L’essentiel du livre est composé du va-et-vient entre l’accident fondateur et «l’ombre» que porte désormais l’enfant sur chaque action de la mère, qui se laisse emporter dans des torrents de «si» qui auraient pu empêcher la mort de Tom: «Si, en anglais, on dit if, un paysage planté de si comme des ifs de cimetière. Si Tom avait été l’aîné. Si Vince n’avait pas existé. Si on avait nommé Vince Tom, est-ce que Tom aurait été Vince? Et si, au cours de la dérive des continents, le bloc australien ne s’était pas séparé de l’Antarctique, l’Australie serait peut-être restéee inhabitable, et les villes n’y auraient pas poussé, et nous n’y aurions pas vécu, et Tom, mon fils, mon second fils... Cet espace courbe, les si, ce siphon, cet entonnoir de fou, je m’y enfonce, et je perçois le monde à travers un trou.» Avec cet éprouvant travail de mémoire, la mère voit alors poindre les premiers signes de sérénité, même si Stuart juge l’entreprise de sa femme «macabre et insupportable». On quitte la narratrice sur un adieu émouvant de l’enfant qui traverse son imagination: «C’est peut-être ça, la dernière image. Tom qui se retourne et me fait coucou, temps gris clair, par tous les temps.»

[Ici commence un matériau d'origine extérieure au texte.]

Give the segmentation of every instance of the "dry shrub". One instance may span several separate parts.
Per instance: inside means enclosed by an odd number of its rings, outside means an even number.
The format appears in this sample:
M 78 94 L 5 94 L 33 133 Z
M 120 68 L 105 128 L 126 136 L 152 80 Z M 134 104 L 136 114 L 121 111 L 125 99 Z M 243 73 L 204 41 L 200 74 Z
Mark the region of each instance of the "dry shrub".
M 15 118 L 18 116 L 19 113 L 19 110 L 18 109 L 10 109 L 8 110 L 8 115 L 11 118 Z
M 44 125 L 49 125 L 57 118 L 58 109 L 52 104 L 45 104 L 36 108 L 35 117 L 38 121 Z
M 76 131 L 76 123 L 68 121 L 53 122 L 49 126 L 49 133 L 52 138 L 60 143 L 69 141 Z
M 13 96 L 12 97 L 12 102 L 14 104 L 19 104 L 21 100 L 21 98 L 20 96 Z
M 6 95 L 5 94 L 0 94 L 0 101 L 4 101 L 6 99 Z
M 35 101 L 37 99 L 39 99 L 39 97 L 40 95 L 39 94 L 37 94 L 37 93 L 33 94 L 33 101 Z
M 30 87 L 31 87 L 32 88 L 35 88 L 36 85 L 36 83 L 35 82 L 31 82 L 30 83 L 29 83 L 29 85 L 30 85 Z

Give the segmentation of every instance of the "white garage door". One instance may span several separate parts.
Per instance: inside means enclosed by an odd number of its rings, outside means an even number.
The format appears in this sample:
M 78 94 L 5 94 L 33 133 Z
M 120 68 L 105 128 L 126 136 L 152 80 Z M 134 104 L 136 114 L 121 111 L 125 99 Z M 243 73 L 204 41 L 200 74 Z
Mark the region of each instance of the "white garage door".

Le thème étant par essence très fort, Marie Darrieussecq livre un roman qui touche, qui bouleverse même parfois. Immanquablement, on s’identifie à cette mère qui connaît, avec la perte d’un enfant, un des pires supplices qui puisse être donné de vivre dans nos sociétés occidentales. La grande force du texte, c’est d’obliger le lecteur à faire face crûment à sa propre vulnérabilité, à la fragilité de l’existence. Le style sec et sobre de l’auteure rend d’autant plus émouvant son propos. Témoin l’aveu final de la mère: «Je l'avais envoyé à la sieste, il regimbait. J'avais fermé à clé la porte de l'appartement et les fenêtres comme je fais quand je veux dormir et je m'étais allongée, fatiguée, tous ces cartons, trois jeunes enfants, et le décalage horaire, et Stella infernale, et Tom qui dormait mal. J'avais oublié la loggia. Dans la chambre, au réveil, il y avait Vince, il y avait Stella, il manquait Tom. Dans la loggia, la vitre était ouverte. Je me suis penchée et je l'ai vu.»
L’ouvrage de Marie Darrieussecq n’en demeure pas moins parfois un peu scolaire et prévisible. En matière de récit sur le deuil d’un enfant, on a trouvé plus convainquant le bouleversant premier roman d’Anne Godard, L’Inconsolable.